Here you can see Martin Young, who brought his daughter Eris (not
pictured here) and his ex-wife's dog.
And we ran into Rachel Turtledove, too. (Who also turned up at an Inland
Empire cosplay day that I missed.) Another Loscon regular, she and her
sisters and her folks usually show up at our local sci-fi convention.
She went to Animé Los Angeles this year, although I didn't see her
myself.
The picnic took over a public portion of the Whittier Narrows Regional Park. Unfortunately, some of the other groups in the park that day made enough complaints about some of our people carrying on that we've been invited not to return to the park. The organizers of this picnic are working on getting a reserved space at another park, so they're not giving up at all.
Lynn and I had a nice conversation with Suzanne Sperber. Suzanne had made
a nifty suggestion at Animé Los Angeles, which she told us
FanimeCon had passed on, but I think could work well: a live audience
voice-over panel for a game of Phoenix Wright: Ace Attorney.
Most of the Phoenix Wright games have a wide cast of characters. And the game itself is basically a text adventure with illustrations. Suzanne said we'd probably want to figure out how to let fifteen people (or at least, fifteen voices) all be heard. I'm thinking we'd need a line of five small cocktail rounds with three chairs each and five mics, one in the center of each table, and some sort of projector arrangement so that the game illustrations and characters' lines can be seen by all.
So it would take some work. But it would be an interesting project. I don't know whether this would count as a "live program" item or an "event," something we might discuss tonight at our exec meeting.
Where was I? Yes. Two Valentine picnics in February. (The usual month for them, I hear.) They had 70 or so people at Whittier Narrows, and ten or twenty in San Diego. We went through two big #10 cans of Stagg Chili at Whittier, and about half a can in San Diego, if that -- should have brought a smaller can. One of my favorite topics, I talked to Suzanne and Kristina about this, is self-organizing events & structures. Picnics like these, small and large, and fan-run conventions, and the Grilled Cheese Invitational (which I'll have to miss this year) are all examples of this. I like to participate in these kinds of things. So do a lot of other people, of course!
By the time I finished in San Diego -- I had to pack up at 3 o'clock
in order to have any hope of getting home in time -- it was getting tired,
and I didn't want to get late. Shawna Slate here helped me carry
everything back out to the Napmobile.
I pushed up as best as I could, and came up on the top of the toll road two hours later just as Lynn came home and realizing she was locked out. So she didn't have long to wait for me to let her in. (We'd swapped vehicles, and I'd left my keychain with the truck key for it. She didn't realize it wasn't my full keychain until far too late, after leaving her own keys home.) We headed out to Cozymel's -- yes, Cozymel's again -- to meet with Carolyn, her folks, and Evan.

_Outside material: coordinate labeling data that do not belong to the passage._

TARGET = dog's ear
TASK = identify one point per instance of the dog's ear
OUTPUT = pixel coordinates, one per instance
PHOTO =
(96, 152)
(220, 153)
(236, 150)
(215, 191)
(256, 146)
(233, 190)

Carolyn's a copy editor for her school's prize-winning newspaper, High
Tide.
I've seen an issue or two, and
I'm impressed. I'd asked her to meet us to talk about a department that I
want
her to take on for next year. It would have her reporting to Publications
Division, which is why Evan James was involved. (And he presents really
well, which I hoped would help reassure the folks.)
And I wanted her folks to be there, because they needed to know more
about the convention and Carolyn's involvement. Plus, Lynn came along, to
show that Chaz isn't just some creepy old guy, he's half of a nice married
couple and we're really quite harmless. It took a while, but eventually
I think we managed to convince
divine_sage's dad
(left) that if she stays up past her bedtime at the convention, it won't
be because of the other departments that she'll be interacting with.
I hope. In any event, I expect I'll find out more tomorrow. Carolyn, see you at the meeting?